C'è un sopravvissuto al crollo di wework

    La storia della caduta di WeWork è diventata nota a tutti da ormai un paio di mesi. Adam Neumann, startupper fascinoso, mette su un'impresa di coworking che altro non è che un business immobiliare, lo confeziona come se fosse un business tecnologico, e lo fa crescere allo stesso passo delle startup tech, grazie a ottima pubblicità, carisma personale e un sacco di soldi di venture capital. Il gioco si rompe quando WeWork tenta di quotarsi in Borsa e gli analisti cominciano a guardare dentro ai conti dell'azienda.
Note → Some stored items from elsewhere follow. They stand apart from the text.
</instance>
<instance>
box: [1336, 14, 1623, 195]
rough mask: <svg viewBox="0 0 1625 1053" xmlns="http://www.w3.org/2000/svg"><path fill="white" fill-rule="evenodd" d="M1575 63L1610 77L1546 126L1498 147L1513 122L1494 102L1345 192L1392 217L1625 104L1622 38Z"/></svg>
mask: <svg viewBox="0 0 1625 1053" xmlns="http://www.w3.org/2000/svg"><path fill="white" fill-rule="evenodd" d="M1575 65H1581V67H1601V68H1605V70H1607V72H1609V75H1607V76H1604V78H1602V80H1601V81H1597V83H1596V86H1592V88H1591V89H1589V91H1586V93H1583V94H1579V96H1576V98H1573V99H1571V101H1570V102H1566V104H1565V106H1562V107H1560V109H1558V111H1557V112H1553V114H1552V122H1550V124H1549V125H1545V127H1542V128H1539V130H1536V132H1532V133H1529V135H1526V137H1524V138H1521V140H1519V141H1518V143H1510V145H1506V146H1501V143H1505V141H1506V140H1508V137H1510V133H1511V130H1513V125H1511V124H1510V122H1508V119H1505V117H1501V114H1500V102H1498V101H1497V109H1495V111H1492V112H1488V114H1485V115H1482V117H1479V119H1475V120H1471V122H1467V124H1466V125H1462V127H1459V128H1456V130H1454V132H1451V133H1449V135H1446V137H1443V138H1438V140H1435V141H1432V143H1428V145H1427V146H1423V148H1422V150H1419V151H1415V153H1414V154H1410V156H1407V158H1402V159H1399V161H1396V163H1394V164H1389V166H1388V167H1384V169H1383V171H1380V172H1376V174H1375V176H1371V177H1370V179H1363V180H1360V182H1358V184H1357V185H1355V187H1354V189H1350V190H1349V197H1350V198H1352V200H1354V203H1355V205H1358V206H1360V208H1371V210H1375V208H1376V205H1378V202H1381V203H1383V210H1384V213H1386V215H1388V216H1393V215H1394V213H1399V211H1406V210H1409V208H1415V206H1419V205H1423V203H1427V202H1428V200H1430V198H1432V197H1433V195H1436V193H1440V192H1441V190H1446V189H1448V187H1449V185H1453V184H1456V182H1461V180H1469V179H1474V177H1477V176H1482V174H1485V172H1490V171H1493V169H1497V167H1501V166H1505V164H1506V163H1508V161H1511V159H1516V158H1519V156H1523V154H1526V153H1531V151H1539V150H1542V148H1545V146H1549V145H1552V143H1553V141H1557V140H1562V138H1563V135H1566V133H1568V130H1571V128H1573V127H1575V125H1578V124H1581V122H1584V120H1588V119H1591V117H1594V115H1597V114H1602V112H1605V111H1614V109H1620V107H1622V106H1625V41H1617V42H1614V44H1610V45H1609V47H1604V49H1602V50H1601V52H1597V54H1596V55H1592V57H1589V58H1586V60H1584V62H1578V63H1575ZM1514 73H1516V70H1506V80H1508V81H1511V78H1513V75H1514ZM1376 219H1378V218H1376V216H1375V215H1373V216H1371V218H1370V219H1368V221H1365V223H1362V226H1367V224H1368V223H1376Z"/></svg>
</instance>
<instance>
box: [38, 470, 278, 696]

Neumann passa per megalomane che ha portato un bel progetto allo sbando, la quotazione viene ritirata, WeWork rischia di fallire. Arriva SoftBank, il gigante giapponese, che aveva già investito in WeWork e decide di salvare la baracca. Propone un piano di acquisizione da 7 miliardi di dollari (pochi mesi fa il valore di WeWork era 47 miliardi), in cui Neumann avrebbe dovuto perdere ogni incarico.
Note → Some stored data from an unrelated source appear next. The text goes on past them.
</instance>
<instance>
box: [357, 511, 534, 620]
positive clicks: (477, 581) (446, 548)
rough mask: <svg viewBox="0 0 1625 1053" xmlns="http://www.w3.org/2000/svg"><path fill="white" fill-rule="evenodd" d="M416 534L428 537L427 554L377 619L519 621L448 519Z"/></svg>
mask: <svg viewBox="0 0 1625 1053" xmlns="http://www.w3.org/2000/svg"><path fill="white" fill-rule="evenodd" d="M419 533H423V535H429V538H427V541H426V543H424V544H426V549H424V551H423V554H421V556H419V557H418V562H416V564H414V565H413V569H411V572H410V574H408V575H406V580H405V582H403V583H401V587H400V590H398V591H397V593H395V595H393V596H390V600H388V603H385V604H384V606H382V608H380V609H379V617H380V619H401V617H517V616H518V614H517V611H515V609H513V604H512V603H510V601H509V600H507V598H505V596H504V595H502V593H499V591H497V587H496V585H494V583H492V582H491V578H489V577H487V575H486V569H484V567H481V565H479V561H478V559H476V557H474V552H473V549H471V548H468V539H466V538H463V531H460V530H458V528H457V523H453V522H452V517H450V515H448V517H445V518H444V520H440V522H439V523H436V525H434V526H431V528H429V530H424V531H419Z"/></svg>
    Poi si scopre che SoftBank pagherà a Neumann un miliardo di dollari per le sue quote di WeWork. Gli fornirà un prestito di 425 milioni di dollari per ripagare una linea di credito che lui aveva aperto con JPMorgan, Credit Suisse e UBS. Infine, lo assumerà come consulente, e lo pagherà 185 milioni di dollari in tre anni. Nel frattempo, WeWork licenzierà quattromila dipendenti su dodicimila totali.